Incentives for Engagement

It was agreed that incentivizing the capture of data must be carefully considered. We need to be confident that the data logged is indeed true data, and not simply ‘made-up’ data to achieve the incentive.

Incentives might be in the form of ‘gamification’ – provide access to a game in return for data, or, actually have the data logged within the game.

Minimizing the data capture load is critical.  Think about the typical data entry session within an EDC system.  It can take 30 or so key clicks simple to access the page required to enter data.
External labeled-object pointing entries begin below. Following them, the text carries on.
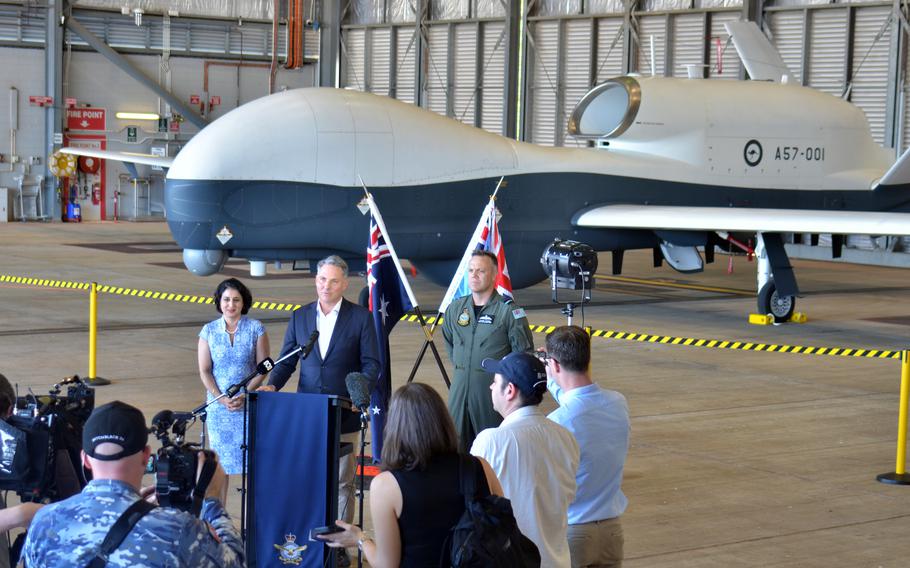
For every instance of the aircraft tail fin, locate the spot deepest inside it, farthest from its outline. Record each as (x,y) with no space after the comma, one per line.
(760,58)
(898,173)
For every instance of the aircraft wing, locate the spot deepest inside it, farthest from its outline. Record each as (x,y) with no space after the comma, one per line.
(744,219)
(127,157)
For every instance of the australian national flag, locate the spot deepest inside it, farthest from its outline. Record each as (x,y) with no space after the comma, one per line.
(389,300)
(490,240)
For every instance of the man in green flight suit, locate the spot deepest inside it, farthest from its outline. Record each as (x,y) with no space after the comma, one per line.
(478,326)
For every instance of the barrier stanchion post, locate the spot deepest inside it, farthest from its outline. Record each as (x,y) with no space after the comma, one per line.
(899,475)
(93,379)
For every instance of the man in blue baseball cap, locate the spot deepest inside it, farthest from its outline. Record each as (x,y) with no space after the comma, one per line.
(534,458)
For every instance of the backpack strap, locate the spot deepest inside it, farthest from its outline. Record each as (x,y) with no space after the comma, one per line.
(467,473)
(118,532)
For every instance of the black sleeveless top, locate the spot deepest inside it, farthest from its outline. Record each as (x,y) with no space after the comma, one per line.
(431,505)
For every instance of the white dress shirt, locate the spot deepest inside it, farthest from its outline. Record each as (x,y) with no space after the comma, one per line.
(325,323)
(535,459)
(599,420)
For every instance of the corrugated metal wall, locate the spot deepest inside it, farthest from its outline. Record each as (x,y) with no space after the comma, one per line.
(464,71)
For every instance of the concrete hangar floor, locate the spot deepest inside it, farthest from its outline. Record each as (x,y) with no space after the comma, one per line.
(738,458)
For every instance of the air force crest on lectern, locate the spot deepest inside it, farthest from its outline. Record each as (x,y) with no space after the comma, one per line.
(290,552)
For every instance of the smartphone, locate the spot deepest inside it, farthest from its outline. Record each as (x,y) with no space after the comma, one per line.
(319,531)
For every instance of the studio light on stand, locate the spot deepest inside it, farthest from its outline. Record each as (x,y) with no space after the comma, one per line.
(571,266)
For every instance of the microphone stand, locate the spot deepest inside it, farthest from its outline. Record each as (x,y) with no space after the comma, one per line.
(231,392)
(235,388)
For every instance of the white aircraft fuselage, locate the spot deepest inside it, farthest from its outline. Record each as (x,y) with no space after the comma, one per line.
(279,178)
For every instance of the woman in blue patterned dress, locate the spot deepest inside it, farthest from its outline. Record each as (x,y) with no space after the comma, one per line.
(229,348)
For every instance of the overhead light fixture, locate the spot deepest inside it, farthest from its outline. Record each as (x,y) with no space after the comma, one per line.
(138,115)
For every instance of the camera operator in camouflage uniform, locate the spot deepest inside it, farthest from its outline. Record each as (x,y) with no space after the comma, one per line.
(115,448)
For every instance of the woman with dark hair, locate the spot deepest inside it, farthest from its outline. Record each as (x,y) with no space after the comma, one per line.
(417,499)
(229,348)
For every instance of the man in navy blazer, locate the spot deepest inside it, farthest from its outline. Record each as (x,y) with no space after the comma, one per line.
(346,344)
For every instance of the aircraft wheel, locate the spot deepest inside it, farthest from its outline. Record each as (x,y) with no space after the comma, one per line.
(781,307)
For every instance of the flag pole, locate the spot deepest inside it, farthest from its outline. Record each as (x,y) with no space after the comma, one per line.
(428,333)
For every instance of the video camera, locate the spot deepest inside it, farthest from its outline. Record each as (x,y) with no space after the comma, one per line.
(41,441)
(176,462)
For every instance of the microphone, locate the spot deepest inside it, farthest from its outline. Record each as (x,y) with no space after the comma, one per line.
(265,366)
(359,388)
(310,343)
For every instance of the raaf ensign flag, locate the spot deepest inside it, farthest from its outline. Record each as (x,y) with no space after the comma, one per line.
(390,298)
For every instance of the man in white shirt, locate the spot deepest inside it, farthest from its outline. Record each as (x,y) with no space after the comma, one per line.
(534,458)
(346,343)
(599,420)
For health outcome questionnaires presented to patients – imagine if we could present a single question to a person on a PDA device according to a pre-scheduled event. The user would only need to provide a single response at the time the event is presented to them.

Mobile Devices

The prevalence of intelligent mobile devices is an enabler here.  Being asked for this sort of information while on social media and when out and about might work.  Relying on a persons memory when using a desktop computer later might be less effective.   We have little control over this – but we can leverage the existence of mobile engagement at an inflection point gives us statistically powerful data.

It will be exciting to see how things evolve, and the role that the Clinpal engagement platform can play.